Les luttes pour la défense de l’emploi industriel sont un des éléments marquants de la période. Au-delà de la médiatisation de certaines formes d’action et actes de désespoir, il nous faut relever le fait que ces luttes ne s’arrêtent pas à une défense de l’emploi  en soi, mais posent publiquement  des questions d’intervention dans les stratégies, de rapport à la vie et au développement des territoires ou de l’utilisation de l’argent public.

L’exemple de la SBFM qui a abouti à la reprise de cette fonderie par Renault est indicateur du niveau de rapport de forces à établir pour gagner : 80 %

des salariés syndiqués à la CGT, un rassemblement dans la durée des salariés et de la population, des syndicats et des élus politiques et une perspective industrielle immédiate et claire comme débouché de la lutte.

Il faut reconnaître cependant que l’ensemble des luttes menées apparaissent globalement défensives, faute de solutions industrielles alternatives et rassembleuses. Le fatalisme qui s’ensuit conduit souvent à négocier la prime de départ en lâchant sur l’emploi.

Comment aider à ce que toutes ces luttes de résistance participent à construire une perspective pour l’immédiat et pour l’avenir ?

Un appareil productif qui ne répond plus aux besoins du pays et qui doit trouver une nouvelle dynamique Selon l’INSEE, la production industrielle est revenue à son niveau d’il y a quinze ans. Depuis le début de la crise, c’est 15 à 20 % de l’industrie qui a déjà disparu dans notre pays. 20 000 à 25 000 emplois industriels disparaissent par mois.

Depuis 2003, la France a vu les déficits du commerce extérieur se creuser avec des importations industrielles croissantes.

Le déficit cumulé du commerce extérieur depuis 2003 représente 2,5 % du PIB (chiffres 2008). 2,5 % de croissance en plus c’est 500.000 emplois de plus et 20 milliards d’euros de recettes fiscales et sociales  (50 % du déficit budgétaire).

La comparaison internationale des évolutions de la production industrielle dans les grands pays européens atteste un décrochage français, le plus caractéristique étant vis-à-vis de l’Allemagne. Cette comparaison met à mal les analyses qui font du prix du travail le facteur principal du recul de l’industrie. Les premières places ne sont pas occupées par les pays à bas salaires : États-Unis, Japon, Allemagne, Espagne. Le prix du travail en Allemagne est 10 % plus élevé qu’en France.

En dix ans, la perte de nos parts de marché atteint 16 % pour les produits manufacturés.

Pas de fatalité au recul de l'industrie

Il n’y a aucune fatalité industrielle. L’emploi industriel s’est maintenu en Allemagne. Même si la Chine voit sa

part de marché croître, l’exemple allemand ou néerlandais montre que le procès de travail n’est pas le bouc émissaire avancé. Sur 100 emplois détruits, même si elles frappent les esprits, les délocalisations n’en concernent que 5 %.

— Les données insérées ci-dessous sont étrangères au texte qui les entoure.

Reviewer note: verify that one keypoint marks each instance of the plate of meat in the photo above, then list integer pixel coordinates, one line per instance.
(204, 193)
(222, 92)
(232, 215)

En France, il convient de revenir sur les visions d’un développement économique fondé sur les services. Il ne faut ni sous-estimer le rôle de l’industrie par rapport aux services : l’industrie fait toujours la richesse des nations ; ni sous-estimer son  poids réel qui est resté important compte tenu des services à l'industrie qui ont été externalisés, mais continuent d'en dépendre. Si on réintègre au plan statistique les services à l’industrie, l’ensemble industrie plus services pèse autour de 30 % du PIB.

L’industrie a un rôle d’entraînement décisif dans l’économie française. On est loin d’une industrie marginale qu’il faudrait abandonner aux mirages d’une économie immatérielle. Mais depuis 2001, la valeur ajoutée industrielle plafonne à 230 milliards d’euros.

La nécessité d’une nouvelle politique industrielle

La réalité est donc une France en incapacité de produire au regard des besoins de consommation. L'insuffisance des capacités de production, en France, relève, en premier lieu, de la stratégie patronale soutenue par la puissance publique. Pour augmenter la rentabilité du capital, on a délocalisé et donné la priorité aux placements financiers au détriment de l’investissement productif, de l’emploi, de la formation, de la Recherche & Développement. Aujourd’hui pratiquement un quart des richesses créées par les travailleurs dans les entreprises non financières va vers les actionnaires. En 1985, les dividendes versés aux actionnaires représentaient moins de 5 % de la valeur ajoutée. Ce ratio est passé à 10 % en 1993 et à 24 % aujourd’hui. L’emploi salarié industriel direct en France a baissé de près de 445 000 de 2000 à 2006, soit de 10,7 %.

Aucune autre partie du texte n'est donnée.